Começou a caminhada pelo hexa e acabou o mistério! Com contrato renovado com a CBF (Confederação Brasileira de Futebol), o técnico Carlo Ancelotti anunciou, enfim, os 26 jogadores que vão representar a Seleção Brasileira na Copa do Mundo dos Estados Unidos, México e Canadá. A divulgação foi feita nesta segunda-feira (19), no Museu do Amanhã, no Centro do Rio de Janeiro. Aos 34 anos, o atacante Neymar, do Santos, está na lista, apesar de ainda não ter trabalhado com o treinador durante o ciclo do italiano, iniciado em maio de 2025.

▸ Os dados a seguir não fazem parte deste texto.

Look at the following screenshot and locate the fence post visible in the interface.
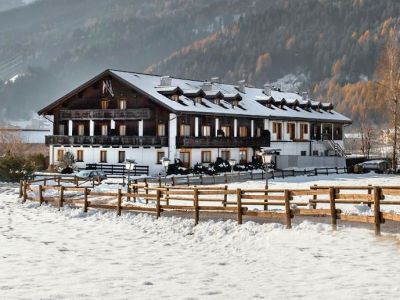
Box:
[329,187,337,230]
[83,188,88,213]
[264,184,268,210]
[58,185,65,210]
[39,185,43,206]
[368,184,372,207]
[165,188,169,205]
[374,187,382,235]
[22,180,28,203]
[117,189,122,216]
[133,179,139,202]
[285,190,292,229]
[156,190,161,219]
[144,179,149,204]
[19,180,24,198]
[126,184,132,201]
[236,189,243,224]
[222,185,228,207]
[193,187,199,225]
[310,184,317,209]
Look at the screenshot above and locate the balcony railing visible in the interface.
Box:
[60,108,151,120]
[46,135,168,146]
[176,137,270,148]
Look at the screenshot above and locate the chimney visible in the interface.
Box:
[238,80,246,93]
[264,83,272,96]
[301,92,309,100]
[201,81,212,92]
[211,77,219,83]
[274,83,281,92]
[160,76,172,86]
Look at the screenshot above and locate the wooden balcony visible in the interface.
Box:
[59,108,151,120]
[176,137,270,148]
[46,135,168,146]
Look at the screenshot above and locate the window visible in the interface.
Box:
[119,125,126,136]
[256,127,262,137]
[100,150,107,163]
[180,152,190,168]
[221,126,231,136]
[119,100,126,109]
[157,124,165,136]
[300,124,308,140]
[180,124,190,136]
[272,122,282,141]
[156,151,165,165]
[221,150,231,160]
[118,151,126,164]
[239,150,247,164]
[201,151,211,163]
[78,124,85,136]
[100,99,108,109]
[58,124,65,135]
[201,125,211,136]
[287,123,296,140]
[76,150,83,162]
[239,126,247,137]
[101,124,108,135]
[57,150,64,161]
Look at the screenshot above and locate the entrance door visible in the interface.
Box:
[180,152,190,168]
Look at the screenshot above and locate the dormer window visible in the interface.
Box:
[118,99,126,109]
[100,99,108,109]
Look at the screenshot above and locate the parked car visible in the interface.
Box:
[357,160,388,173]
[75,170,107,181]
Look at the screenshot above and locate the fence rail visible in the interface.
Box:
[20,181,400,235]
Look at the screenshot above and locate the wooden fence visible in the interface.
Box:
[20,181,400,235]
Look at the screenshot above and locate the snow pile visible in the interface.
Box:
[0,178,400,299]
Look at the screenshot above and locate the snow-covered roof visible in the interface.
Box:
[110,70,351,123]
[38,70,351,123]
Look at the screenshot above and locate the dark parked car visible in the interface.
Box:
[75,170,107,181]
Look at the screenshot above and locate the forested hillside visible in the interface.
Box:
[148,0,400,123]
[0,0,400,124]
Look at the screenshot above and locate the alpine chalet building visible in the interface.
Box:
[39,70,351,174]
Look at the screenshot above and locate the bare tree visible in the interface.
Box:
[0,129,23,155]
[376,28,400,169]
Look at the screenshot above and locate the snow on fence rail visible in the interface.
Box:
[20,181,400,235]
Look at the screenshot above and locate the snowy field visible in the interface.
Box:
[0,174,400,299]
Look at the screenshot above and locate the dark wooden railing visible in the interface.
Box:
[86,164,149,176]
[60,108,151,120]
[176,137,270,148]
[46,135,168,146]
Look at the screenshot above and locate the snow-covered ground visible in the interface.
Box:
[0,174,400,299]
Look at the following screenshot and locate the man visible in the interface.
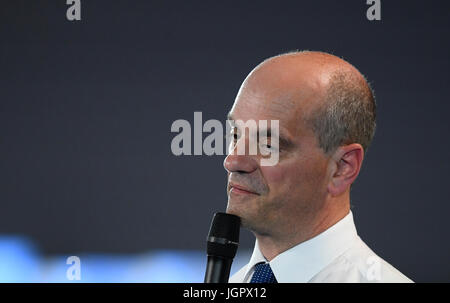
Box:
[224,51,412,283]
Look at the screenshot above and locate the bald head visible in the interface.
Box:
[224,51,375,243]
[241,51,376,153]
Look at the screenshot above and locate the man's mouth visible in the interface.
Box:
[229,183,259,196]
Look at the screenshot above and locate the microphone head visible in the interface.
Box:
[207,213,241,259]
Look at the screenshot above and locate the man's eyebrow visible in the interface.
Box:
[259,128,295,148]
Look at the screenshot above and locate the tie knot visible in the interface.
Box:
[250,263,277,283]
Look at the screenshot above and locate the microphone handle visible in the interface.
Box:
[205,256,233,283]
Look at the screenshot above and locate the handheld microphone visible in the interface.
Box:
[205,213,241,283]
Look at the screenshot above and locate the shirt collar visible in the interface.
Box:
[245,211,357,283]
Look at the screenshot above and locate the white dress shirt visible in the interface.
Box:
[229,211,413,283]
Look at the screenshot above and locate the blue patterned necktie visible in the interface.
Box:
[250,263,277,283]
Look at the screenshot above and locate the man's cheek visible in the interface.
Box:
[261,165,294,187]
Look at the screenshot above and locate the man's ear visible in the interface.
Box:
[328,143,364,196]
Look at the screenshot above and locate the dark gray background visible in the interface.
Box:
[0,0,450,281]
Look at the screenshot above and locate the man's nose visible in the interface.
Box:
[223,142,258,173]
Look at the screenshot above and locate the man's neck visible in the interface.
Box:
[254,206,350,261]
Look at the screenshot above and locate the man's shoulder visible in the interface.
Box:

“Uma lista feita com avaliação e muita paixão. Não vai ser uma relação perfeita. Aliás, não há seleção perfeita. Mas é uma lista com o menor número de erros possíveis. Tenho as melhores informações possíveis”, declarou Ancelotti ao chegar no local da divulgação da convocação final.

Nos últimos dias, porém, a comissão técnica “se aproximou” do astro. Primeiro, o auxiliar Davide Ancelotti, filho de Carlo Ancelotti, pontuou que a condição física de Neymar estava “melhorando”. Em seguida, Carlo acrescentou que a convocação do atacante dependeria “do que o jogador demonstrar em campo”, sem precisar avaliar o talento da fera.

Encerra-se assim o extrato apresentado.